Dann ging er nach draußen und schaufelte ein Viereck auf dem Acker hinter dem Haus frei und entfernte das Eis in der Form eines Kreuzes, damit die schwarze Erde in dem gefrorenen Boden den Landeplatz markierte. Als er den Hubschrauber aus südwestlicher Richtung kommen hörte, ging er ins Haus und beendete Freddys Fernsehunterhaltung.
»Gehören die Autos da hinten Ihnen?«, fragte Joakim, als sie auf dem Feld warteten.
Er zeigte auf ein paar Schneehügel, die auf der Zufahrt zum Hof zu sehen waren. Aus den Schneewehen sah man Metallteile ragen.
Freddy nickte.
»Da ist auch ein Boot dabei«, sagte er.
»Alles gestohlen?«, fragte Joakim.
»Ja.«
Als der Hubschrauber angeflogen kam, konnte man sich nicht mehr unterhalten.
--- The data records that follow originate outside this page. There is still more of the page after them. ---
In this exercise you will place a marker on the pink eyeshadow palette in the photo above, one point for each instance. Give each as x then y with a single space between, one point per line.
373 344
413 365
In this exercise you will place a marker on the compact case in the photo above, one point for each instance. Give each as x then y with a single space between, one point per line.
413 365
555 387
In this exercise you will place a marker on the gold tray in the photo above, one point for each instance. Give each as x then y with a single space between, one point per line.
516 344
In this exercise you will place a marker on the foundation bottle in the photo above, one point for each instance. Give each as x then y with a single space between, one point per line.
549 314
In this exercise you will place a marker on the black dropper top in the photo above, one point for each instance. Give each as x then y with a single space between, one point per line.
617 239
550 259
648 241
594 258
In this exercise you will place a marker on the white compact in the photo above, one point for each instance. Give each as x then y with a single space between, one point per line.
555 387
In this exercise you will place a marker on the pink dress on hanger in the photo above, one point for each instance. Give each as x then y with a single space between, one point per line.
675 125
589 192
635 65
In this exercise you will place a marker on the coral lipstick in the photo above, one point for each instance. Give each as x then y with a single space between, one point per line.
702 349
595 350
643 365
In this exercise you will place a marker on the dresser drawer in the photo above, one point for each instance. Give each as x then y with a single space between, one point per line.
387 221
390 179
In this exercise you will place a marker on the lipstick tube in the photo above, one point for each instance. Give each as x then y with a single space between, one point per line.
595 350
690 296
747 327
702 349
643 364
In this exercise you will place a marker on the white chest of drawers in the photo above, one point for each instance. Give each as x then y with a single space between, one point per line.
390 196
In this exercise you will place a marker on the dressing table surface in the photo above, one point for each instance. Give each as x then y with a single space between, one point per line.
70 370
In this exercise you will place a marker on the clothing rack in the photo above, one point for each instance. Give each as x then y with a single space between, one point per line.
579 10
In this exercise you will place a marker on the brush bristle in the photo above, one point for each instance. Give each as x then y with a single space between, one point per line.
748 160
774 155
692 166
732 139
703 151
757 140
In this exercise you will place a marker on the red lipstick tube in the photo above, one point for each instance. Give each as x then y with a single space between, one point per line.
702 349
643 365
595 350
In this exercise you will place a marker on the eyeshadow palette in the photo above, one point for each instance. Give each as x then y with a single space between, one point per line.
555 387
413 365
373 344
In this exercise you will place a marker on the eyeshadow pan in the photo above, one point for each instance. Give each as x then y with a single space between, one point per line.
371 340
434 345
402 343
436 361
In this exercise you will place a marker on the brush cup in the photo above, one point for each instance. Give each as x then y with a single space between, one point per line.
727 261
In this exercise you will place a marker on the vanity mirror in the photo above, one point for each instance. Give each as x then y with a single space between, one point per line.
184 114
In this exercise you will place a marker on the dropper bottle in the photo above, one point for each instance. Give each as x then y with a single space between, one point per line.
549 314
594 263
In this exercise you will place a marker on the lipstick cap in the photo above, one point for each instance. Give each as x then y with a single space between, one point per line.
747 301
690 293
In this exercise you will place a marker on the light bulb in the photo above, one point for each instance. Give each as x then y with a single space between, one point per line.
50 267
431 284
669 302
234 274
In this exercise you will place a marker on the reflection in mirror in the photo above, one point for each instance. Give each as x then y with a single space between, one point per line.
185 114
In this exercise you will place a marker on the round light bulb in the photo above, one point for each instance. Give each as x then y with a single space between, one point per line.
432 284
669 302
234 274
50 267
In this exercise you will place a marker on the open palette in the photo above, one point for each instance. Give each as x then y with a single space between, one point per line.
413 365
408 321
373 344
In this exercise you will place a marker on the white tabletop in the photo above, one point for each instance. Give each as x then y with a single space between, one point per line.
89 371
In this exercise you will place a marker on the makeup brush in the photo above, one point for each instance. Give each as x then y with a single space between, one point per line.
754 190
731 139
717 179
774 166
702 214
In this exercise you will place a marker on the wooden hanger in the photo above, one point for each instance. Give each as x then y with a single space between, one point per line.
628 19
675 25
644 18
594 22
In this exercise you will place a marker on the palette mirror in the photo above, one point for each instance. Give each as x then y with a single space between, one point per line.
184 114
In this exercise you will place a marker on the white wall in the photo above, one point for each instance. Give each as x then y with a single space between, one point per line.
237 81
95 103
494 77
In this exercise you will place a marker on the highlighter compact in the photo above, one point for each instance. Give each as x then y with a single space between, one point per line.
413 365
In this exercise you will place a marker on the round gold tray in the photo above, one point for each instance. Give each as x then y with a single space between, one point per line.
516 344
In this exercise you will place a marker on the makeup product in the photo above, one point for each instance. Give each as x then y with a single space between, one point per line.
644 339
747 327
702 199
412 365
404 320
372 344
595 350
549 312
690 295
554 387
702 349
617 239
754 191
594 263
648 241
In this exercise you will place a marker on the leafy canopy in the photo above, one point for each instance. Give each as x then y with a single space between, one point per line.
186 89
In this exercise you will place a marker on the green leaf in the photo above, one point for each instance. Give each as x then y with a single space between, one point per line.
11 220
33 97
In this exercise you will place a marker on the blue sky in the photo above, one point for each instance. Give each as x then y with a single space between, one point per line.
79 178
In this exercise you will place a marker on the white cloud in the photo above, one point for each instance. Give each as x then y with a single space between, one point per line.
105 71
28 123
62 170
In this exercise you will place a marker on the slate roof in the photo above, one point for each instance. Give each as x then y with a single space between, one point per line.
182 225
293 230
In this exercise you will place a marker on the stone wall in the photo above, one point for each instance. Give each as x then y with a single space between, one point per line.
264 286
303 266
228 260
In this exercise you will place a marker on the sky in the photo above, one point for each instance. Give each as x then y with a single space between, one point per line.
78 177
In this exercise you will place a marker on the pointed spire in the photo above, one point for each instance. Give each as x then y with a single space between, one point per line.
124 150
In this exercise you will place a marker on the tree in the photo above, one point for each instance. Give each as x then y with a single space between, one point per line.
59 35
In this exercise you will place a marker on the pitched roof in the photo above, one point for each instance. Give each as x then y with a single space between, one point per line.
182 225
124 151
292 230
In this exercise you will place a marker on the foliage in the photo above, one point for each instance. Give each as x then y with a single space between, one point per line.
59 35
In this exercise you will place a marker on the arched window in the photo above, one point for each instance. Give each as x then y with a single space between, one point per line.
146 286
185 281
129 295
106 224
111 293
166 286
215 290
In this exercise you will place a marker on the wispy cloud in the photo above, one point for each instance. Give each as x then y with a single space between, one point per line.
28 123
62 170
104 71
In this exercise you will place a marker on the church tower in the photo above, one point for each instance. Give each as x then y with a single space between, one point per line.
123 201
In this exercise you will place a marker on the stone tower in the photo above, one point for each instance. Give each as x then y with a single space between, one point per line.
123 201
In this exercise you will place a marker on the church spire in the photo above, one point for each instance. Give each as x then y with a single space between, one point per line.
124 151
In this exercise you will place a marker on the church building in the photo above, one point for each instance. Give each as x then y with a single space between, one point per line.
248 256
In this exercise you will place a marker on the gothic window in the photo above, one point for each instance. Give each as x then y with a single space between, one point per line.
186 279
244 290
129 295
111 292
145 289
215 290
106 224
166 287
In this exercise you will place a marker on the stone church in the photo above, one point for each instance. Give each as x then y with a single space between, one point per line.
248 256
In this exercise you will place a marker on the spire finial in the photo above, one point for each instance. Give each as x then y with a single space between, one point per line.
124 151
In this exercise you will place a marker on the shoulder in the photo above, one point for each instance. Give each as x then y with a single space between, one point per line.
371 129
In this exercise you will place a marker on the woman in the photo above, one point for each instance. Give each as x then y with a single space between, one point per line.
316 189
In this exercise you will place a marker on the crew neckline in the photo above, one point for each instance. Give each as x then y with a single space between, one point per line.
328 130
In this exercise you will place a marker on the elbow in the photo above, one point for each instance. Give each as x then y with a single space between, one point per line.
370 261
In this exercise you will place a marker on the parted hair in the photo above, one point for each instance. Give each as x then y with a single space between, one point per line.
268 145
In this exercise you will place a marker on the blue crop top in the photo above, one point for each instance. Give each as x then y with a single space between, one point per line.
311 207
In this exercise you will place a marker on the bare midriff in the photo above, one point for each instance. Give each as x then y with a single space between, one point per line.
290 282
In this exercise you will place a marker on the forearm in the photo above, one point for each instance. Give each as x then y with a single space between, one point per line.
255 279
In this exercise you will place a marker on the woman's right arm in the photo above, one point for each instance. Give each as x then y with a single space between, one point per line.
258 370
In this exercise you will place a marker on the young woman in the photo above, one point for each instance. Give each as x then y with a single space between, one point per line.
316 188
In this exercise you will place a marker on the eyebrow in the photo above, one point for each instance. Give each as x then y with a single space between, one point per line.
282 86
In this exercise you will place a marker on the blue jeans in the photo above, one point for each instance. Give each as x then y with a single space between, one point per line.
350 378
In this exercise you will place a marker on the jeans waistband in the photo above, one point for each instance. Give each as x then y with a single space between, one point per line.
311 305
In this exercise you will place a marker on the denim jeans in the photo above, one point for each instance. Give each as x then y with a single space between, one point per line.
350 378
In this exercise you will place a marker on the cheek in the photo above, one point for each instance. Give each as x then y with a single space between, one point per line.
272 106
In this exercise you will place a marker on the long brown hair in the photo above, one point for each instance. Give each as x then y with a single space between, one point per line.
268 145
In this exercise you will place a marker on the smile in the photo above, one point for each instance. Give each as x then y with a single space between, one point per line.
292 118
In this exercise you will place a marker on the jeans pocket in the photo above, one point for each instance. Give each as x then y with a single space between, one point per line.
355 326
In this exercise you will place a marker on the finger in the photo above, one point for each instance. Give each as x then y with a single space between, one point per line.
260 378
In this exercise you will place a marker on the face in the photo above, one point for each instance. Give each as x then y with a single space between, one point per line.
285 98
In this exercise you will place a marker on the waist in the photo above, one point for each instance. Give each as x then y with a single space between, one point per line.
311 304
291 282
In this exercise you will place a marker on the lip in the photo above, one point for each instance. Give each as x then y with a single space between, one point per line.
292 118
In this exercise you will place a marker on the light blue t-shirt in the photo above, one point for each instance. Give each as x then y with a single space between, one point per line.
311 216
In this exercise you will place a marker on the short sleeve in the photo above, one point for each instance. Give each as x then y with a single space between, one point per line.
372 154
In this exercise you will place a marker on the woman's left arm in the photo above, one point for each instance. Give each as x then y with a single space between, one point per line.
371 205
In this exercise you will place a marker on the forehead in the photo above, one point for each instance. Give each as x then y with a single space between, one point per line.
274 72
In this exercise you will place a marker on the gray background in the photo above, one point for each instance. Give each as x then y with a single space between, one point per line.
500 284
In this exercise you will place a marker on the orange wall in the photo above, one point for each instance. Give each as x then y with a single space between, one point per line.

Bevor er zur Landung auf dem Kreuz ansetzte, stand er einen Augenblick in der Luft und wirbelte weiße Schneewolken auf.
Die beiden Polizisten, die auf sie zukamen, trugen Helme und dunkle Schutzanzüge. Freddy ließ sich ohne Protest abführen.
»Kommen Sie zurecht?«, rief einer der Polizisten.
Joakim nickte nur. Freddy winkte, und er winkte zurück.
Als der Hubschrauber in Richtung Festland verschwunden war, stapfte Joakim zu den beiden mit Schnee bedeckten Autos.
Er schaufelte den Schnee von dem größten Auto, einem schwarzen Lieferwagen, um durch die Scheibe sehen zu können.
Dort saß jemand, regungslos.
Joakim öffnete die Tür.
Auf dem Fahrersitz saß ein Mann, zusammengekauert, als ob er bis zuletzt versucht hätte, die Wärme zu bewahren.
Joakim musste nicht nach dem Puls des Mannes tasten, er wusste sofort, dass er tot war.
Der Schlüssel steckte. Der Mann hatte den Motor offensichtlich so lange laufen lassen, bis er irgendwann nachts ausgegangen war und die Kälte sich wieder im Auto hatte ausbreiten können.
Behutsam schloss Joakim die Wagentür. Dann ging er zurück zum Hof. Die Polizei sollte erfahren, dass auch der letzte Einbrecher gefunden worden war.